Kaya, ertesi gün Hatay’a gitti.

Enkazın başındakiler Gözübüyük’ün ambulansla götürüldüğünü söyledi.

Kaya, “Aradık, izine rastlamadık. Kimsesizler Mezarlığı’na gittik, bulamadık. Çaresiz durumdayız” diyor.

Ve bir de enkazda bulamayanlar var.

Mesela, 19 yaşındaki Elif Kaya…

Mesela, Haydar ve Merve Mursaloğlu ile iki yaşındaki kızları Alemşah Ada…

***

Peki, ya Hatay, Adıyaman, Kahramanmaraş ve diğer illerdeki enkazlardan sağ çıkarılıp yolda ya da sevk edildiği illerde hayatını kaybedenler ve buraya gömülenler?

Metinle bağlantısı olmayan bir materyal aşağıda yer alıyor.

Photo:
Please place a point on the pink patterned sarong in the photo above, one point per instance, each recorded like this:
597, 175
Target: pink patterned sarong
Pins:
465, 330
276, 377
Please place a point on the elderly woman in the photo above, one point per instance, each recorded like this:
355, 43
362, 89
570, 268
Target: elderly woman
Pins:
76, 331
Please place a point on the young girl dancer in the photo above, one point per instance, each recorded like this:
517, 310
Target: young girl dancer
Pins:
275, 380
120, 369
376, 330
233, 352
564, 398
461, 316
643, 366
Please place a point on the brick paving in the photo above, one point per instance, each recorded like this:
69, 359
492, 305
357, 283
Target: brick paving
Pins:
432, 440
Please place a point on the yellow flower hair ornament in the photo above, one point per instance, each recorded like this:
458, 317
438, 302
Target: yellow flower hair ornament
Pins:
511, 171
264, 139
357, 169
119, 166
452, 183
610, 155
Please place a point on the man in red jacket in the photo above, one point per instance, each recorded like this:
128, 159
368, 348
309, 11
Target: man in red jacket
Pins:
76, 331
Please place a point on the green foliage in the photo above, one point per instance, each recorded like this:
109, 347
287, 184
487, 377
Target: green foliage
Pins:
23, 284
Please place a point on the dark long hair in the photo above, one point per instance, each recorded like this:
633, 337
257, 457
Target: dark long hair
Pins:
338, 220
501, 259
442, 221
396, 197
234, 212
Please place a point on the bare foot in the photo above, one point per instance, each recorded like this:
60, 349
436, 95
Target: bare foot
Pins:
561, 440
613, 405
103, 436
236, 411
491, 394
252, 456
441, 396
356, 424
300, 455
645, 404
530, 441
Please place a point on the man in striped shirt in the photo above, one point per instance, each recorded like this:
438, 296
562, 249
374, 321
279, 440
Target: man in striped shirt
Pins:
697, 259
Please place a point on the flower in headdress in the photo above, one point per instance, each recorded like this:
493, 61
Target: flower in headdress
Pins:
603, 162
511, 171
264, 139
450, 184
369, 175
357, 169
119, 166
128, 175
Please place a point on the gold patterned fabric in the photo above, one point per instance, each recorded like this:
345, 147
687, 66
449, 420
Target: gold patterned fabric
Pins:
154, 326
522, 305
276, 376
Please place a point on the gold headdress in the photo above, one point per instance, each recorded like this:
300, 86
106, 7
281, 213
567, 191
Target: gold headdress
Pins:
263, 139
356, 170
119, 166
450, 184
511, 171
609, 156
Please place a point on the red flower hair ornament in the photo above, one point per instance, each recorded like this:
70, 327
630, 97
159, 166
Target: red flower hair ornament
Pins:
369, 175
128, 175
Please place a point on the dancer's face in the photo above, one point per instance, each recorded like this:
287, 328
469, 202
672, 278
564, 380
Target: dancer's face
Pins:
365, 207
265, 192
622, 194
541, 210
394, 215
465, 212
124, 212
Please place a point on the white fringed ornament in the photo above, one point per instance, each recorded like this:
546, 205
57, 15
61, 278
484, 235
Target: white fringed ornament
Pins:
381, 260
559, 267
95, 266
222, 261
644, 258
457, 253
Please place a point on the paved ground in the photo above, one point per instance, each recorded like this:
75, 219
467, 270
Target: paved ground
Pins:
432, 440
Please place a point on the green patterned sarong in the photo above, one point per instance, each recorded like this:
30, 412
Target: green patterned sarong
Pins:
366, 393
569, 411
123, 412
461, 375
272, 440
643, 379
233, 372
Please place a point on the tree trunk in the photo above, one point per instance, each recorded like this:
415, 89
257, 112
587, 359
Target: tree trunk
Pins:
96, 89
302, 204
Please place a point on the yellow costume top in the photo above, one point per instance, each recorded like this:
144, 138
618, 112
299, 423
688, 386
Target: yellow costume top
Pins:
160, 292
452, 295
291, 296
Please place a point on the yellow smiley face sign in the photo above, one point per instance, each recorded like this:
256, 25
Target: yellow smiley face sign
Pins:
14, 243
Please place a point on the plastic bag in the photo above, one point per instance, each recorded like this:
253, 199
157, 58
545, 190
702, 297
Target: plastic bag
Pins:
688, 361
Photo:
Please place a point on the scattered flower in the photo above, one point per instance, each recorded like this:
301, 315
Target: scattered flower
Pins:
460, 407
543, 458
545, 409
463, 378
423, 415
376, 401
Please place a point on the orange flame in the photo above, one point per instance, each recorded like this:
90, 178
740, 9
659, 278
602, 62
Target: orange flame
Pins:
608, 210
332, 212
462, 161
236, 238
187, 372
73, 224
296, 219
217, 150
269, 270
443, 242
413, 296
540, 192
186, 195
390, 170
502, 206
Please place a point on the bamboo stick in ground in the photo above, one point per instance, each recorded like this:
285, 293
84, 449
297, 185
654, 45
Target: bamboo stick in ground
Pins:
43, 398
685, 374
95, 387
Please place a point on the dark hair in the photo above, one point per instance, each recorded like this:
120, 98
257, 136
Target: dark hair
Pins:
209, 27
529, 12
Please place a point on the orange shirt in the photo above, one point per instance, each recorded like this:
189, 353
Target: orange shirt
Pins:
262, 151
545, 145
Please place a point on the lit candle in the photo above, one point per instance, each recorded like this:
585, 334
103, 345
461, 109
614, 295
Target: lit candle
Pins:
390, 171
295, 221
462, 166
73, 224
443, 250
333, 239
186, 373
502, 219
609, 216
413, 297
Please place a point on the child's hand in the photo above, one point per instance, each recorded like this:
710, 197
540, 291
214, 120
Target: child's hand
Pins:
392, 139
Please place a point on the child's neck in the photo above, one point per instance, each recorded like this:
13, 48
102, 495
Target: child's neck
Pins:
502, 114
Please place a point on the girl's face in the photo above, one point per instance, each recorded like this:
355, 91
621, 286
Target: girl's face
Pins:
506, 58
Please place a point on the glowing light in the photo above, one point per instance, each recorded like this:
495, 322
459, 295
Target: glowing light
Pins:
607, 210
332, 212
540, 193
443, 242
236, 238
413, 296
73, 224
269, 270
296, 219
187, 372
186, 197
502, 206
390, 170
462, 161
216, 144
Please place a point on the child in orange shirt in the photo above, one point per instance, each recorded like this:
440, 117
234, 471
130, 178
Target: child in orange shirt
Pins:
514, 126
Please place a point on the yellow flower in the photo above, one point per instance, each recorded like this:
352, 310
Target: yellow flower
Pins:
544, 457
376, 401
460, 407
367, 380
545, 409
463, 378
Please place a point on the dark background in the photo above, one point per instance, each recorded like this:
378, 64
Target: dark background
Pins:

Bu sorunun yanıtını alabilmek için Adli Tıp Kurumu Başkanı Hızır Aslıyüksek’i aradım. Aslıyüksek, dün itibariyle 2401 kimliği meçhul cenazenin bulunduğunu söylüyor.

Her cenazeden DNA örneği aldıklarını ve örneklerin Adli Tıp Kurumu bünyesindeki Adli Laboratuvar İşletim Sistemi (ALİS) adlı havuzda toplandığını vurgulayan Aslıyüksek, şu bilgileri veriyor:

“Cenaze yakınından aldığımız DNA örneği, havuzda kimliği meçhul cenazelerle eşleşince diyoruz ki, ‘Cenazeniz şu morgda, şu mezarlıkta, şu numarada. Bu şekilde ulaşabiliyorsunuz.”

Kimliği meçhul 2401 cenazenin kimlere ait olduğu bütünüyle aydınlığa kavuşmayabilir. Çünkü bazı cenazeler kayıt dışı şekilde yaşayan Suriyelilere ait olabilir. Yahut bu cenazelerin yakınları da ölmüş olabilir.

2401 rakamı bütün kayıpları içermiyor da olabilir. 17 Ağustos Depremi’nde bile 5840 kayıptan söz edilirken; kapsamı, yarattığı hasar ve meydana gelen kayıp itibariyle Kahramanmaraş Depremi’nde kayıp sayısı 2401’i hayli aşar.